A week ago I asked how you could eat locally (or at least thoughtfully) on Earth Day, coming up this Thursday. I figure that for most of us, aiming for closer-to-home choices will be challenging and eye-opening. Here are some of the choices I’m up against in my house.
Coffee? Mocha? Or not? I think Jim’s going to vote for coffee. I’m planning on taking homegrown mint tea to work that day (with honey). That’s the only ‘local’ hot beverage I have on hand–we drank the chamomile tea!
Breakfast
Usual? Porridge from locally grown oats, with chopped BC grown apples, raisins, and crystallized ginger cooked in. Served with vanilla yogurt. Of all that, only the rolled oats and the apples can be conceived of as local, which is certainly the majority of it.

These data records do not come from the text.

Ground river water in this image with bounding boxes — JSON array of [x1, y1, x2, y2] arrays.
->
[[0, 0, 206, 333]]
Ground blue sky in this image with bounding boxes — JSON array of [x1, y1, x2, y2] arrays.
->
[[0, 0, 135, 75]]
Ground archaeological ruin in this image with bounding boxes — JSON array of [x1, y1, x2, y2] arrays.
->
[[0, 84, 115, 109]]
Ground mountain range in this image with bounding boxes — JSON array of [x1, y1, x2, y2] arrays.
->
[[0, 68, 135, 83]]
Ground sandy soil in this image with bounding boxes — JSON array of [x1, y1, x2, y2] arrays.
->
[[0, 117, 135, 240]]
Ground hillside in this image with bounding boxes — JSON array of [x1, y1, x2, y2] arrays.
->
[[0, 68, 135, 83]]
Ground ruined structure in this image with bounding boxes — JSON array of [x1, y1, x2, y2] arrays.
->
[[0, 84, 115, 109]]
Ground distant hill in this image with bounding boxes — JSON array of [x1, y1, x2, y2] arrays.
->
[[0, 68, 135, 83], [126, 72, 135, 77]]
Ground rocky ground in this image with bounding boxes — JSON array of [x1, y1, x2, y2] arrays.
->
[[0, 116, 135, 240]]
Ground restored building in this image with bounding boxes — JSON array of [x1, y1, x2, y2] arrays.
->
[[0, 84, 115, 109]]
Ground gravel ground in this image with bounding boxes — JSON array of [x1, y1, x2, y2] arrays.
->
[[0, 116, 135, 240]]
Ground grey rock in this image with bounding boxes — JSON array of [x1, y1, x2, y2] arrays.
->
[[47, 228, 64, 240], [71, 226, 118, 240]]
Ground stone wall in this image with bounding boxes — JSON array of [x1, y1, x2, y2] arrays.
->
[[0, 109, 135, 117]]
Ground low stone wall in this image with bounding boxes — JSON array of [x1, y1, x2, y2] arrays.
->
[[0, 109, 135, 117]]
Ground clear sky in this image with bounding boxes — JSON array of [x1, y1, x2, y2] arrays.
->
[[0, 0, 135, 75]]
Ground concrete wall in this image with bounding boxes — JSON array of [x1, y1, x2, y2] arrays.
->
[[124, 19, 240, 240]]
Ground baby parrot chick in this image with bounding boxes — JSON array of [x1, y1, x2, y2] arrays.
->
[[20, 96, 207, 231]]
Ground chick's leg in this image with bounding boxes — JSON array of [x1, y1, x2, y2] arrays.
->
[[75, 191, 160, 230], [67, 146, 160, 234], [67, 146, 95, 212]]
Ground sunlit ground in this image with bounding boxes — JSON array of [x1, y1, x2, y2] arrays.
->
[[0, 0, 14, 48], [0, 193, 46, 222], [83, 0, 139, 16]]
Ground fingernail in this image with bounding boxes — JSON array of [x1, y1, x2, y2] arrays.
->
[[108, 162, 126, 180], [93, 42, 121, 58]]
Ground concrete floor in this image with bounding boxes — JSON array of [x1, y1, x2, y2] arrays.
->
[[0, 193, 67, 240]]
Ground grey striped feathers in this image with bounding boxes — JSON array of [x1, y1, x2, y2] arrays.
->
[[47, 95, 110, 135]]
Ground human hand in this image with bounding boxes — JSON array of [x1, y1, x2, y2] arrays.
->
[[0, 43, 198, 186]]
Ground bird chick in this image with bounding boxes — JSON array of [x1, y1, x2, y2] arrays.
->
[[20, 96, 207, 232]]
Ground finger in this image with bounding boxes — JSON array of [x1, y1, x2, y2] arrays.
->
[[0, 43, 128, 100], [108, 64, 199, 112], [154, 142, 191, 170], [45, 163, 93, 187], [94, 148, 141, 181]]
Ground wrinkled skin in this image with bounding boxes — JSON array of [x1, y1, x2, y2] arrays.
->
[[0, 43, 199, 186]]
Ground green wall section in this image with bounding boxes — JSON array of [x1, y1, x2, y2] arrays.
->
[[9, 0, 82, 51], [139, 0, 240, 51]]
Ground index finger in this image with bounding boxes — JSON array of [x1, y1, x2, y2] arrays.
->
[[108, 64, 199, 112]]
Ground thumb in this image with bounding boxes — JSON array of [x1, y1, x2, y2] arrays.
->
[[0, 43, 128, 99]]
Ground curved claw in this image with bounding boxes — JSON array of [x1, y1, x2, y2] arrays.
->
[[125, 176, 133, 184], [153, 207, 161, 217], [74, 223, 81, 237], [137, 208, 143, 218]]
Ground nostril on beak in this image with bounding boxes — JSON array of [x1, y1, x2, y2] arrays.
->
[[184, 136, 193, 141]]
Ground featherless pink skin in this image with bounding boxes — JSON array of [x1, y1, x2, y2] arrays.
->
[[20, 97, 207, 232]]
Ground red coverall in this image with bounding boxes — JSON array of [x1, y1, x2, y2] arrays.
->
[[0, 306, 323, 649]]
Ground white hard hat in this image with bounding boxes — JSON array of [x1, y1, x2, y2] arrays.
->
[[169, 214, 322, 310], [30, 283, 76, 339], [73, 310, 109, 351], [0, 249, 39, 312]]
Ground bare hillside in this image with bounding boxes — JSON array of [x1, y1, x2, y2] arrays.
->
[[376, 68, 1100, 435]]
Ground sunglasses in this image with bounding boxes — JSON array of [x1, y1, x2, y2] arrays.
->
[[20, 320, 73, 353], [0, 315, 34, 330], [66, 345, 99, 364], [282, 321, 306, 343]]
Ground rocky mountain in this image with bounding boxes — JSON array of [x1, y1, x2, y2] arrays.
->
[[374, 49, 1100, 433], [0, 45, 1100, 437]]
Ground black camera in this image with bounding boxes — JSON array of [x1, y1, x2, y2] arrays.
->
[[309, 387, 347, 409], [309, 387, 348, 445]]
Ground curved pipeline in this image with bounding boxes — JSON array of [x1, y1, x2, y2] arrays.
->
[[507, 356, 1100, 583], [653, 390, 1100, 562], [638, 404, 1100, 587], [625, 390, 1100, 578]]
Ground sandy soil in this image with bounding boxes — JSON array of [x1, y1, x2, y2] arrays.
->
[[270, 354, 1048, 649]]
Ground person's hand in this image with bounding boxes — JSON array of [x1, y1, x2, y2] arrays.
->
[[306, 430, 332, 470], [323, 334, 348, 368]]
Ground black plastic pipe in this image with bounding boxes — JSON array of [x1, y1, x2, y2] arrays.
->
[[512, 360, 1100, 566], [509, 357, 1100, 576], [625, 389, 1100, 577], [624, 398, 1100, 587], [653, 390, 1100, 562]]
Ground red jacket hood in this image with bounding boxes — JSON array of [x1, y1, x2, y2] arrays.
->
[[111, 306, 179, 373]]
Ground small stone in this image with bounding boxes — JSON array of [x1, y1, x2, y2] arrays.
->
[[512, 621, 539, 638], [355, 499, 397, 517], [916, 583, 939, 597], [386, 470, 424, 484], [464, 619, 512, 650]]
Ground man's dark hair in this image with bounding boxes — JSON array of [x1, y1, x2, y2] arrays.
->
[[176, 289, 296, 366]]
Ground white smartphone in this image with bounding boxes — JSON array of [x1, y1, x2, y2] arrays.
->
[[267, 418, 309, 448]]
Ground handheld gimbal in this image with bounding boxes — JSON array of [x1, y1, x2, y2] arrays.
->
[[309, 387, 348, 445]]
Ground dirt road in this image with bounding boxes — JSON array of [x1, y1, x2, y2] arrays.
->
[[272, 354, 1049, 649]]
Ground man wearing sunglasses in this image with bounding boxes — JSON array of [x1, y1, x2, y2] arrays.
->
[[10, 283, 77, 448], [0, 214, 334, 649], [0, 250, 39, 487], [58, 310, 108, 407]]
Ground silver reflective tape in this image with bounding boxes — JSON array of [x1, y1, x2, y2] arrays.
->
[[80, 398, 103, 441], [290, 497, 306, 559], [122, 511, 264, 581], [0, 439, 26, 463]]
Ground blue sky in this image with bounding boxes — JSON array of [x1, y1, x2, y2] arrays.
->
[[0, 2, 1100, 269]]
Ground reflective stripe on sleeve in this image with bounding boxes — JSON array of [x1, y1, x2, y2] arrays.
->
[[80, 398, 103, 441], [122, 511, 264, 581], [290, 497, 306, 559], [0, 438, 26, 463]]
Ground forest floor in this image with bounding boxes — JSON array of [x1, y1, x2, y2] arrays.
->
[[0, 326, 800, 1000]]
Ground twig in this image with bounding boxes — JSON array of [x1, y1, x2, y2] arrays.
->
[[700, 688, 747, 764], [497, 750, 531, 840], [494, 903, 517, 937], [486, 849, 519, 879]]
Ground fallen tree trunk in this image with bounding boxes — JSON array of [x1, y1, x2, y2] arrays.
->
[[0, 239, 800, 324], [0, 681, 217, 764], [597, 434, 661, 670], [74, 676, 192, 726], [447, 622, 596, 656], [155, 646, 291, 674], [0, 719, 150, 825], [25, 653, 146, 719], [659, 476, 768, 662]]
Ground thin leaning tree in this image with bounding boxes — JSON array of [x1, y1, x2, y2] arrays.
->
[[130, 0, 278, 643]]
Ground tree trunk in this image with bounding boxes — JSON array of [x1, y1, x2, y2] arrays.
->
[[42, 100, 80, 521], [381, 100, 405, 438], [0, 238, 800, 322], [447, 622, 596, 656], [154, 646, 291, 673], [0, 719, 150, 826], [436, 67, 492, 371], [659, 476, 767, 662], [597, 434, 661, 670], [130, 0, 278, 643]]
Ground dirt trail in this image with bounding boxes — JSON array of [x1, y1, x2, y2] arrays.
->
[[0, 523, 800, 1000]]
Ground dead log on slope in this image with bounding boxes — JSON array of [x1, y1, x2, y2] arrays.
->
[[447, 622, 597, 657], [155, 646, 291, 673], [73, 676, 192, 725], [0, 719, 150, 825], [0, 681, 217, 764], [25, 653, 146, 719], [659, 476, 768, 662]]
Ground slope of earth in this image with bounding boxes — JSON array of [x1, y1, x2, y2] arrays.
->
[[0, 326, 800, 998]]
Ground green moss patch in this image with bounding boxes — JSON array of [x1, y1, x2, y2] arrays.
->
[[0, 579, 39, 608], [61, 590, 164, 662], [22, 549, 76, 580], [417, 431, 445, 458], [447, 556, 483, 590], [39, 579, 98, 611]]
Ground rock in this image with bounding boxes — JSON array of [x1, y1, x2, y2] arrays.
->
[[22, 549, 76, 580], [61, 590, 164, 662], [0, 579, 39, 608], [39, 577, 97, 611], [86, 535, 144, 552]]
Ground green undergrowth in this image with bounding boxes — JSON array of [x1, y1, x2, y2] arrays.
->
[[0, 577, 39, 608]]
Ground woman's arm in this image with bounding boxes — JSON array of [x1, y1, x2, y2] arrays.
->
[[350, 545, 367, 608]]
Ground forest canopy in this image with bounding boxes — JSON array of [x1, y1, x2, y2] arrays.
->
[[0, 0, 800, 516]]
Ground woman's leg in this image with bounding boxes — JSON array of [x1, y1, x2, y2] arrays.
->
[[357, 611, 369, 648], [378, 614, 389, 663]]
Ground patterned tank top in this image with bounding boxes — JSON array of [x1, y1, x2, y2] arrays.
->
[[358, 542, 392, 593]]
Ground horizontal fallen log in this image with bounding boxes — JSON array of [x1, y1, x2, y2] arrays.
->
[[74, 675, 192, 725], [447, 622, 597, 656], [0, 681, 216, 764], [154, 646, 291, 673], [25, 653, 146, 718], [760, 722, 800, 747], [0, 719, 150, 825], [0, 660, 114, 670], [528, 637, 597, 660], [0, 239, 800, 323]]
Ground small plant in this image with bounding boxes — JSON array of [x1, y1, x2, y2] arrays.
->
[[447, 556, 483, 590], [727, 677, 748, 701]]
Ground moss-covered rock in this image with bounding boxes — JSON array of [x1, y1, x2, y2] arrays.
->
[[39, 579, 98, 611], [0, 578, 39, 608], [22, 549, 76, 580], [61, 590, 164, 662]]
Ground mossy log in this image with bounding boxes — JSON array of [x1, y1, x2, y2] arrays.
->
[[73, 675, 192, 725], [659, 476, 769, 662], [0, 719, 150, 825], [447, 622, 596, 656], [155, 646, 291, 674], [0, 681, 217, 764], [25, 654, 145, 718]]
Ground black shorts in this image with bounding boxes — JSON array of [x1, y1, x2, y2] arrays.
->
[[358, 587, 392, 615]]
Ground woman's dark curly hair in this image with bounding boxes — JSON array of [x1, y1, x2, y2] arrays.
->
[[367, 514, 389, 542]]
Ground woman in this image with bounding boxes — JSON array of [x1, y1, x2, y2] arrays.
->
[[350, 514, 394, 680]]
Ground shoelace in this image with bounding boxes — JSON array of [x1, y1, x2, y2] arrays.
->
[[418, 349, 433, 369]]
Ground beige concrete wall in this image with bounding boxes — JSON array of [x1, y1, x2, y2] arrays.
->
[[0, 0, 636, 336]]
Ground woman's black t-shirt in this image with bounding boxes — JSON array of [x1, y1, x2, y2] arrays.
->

Other option? Toasted bread of locally grown wheat, oats, and honey (but with purchased yeast and salt), topped with local organic cheese. Methinks I’d like some butter with that (not local) and I’d need something to drink. Milk isn’t local either. I do have homemade apple juice.
Lunch
Best case here probably is bringing home-canned soup to work. But as noted below, though much of the content is from our farm and garden, I didn’t grow potatoes, garlic, or onions, so all those were purchased in the grocery store.
Supper
Options here remind me that I did not grown onions or garlic last year. I have homemade ratatouille in the freezer (one package left!)–the tomatoes, zucchini, and eggplant were grown in our garden. The same ingredients found their way into pasta sauce, of which we have a few jars left. Is it cheating to use these when I bought the onions and garlic? I can make homemade pasta with our local wheat and eggs. It might be my most local option.
Alternatively, we have local beef, chicken, and lamb in the freezer. Could make a stew (onion and garlic free, if I’m being a purist!) There are carrots, beets, and parsnips to add to that, but not potatoes. We ate all the garden potatoes fresh.
I can buy fresh local lettuce, and garnish with chives from my garden, but what would I use for a dressing? Ideas?
Dessert
We don’t eat dessert on a regular basis, but my most local dessert would have to be stewed fruit with a rolled oat/honey topping. There’s a lot of fruit still in the freezer–huckleberries, raspberries, blackberries, and peaches. We could even have a glass of rhubarb mead (if one discounts the purchased yeast) with our dessert!
What am I learning just debating a fully local day or meal? What’s missing from my local diet is: salt, pepper, oils, and dairy products other than cheese. (There is an organic dairy less than 100 miles away but with no outlet here.) In theory I could bake only sourdough bread (no purchased yeast). And if I want to eat local vegetable staples such as potatoes, garlic, and onions, I need to plant way more of them and find a way to store them, or hook up with someone already doing so.
Are we likely to switch to 100% local eating in our household? Not any time soon, but it’s educating to contemplate our dependence on outside food and what simple steps we could take to minimize those. After all, awareness is a vital first step.
Has this post caused you to contemplate where the food you eat comes from? What choices–large or small–can you make on Earth Day to support a local gardener or farmer? Please share.
Hanna says
well I can have yogurt here…I’m guessing that Sicamous is more than 100 miles? That’s the only place I can buy milk from localishly.
Valerie_Comer says
Wow, I didn't know you could get their milk in this area at all. Definitely an improvement over the big guys, if you can get it.
Barb says
funny that there's a dairy farm less than 1 km from you and you can't get local milk
Valerie_Comer says
The delights of the Canadian quota system. Gotta love it. Or not.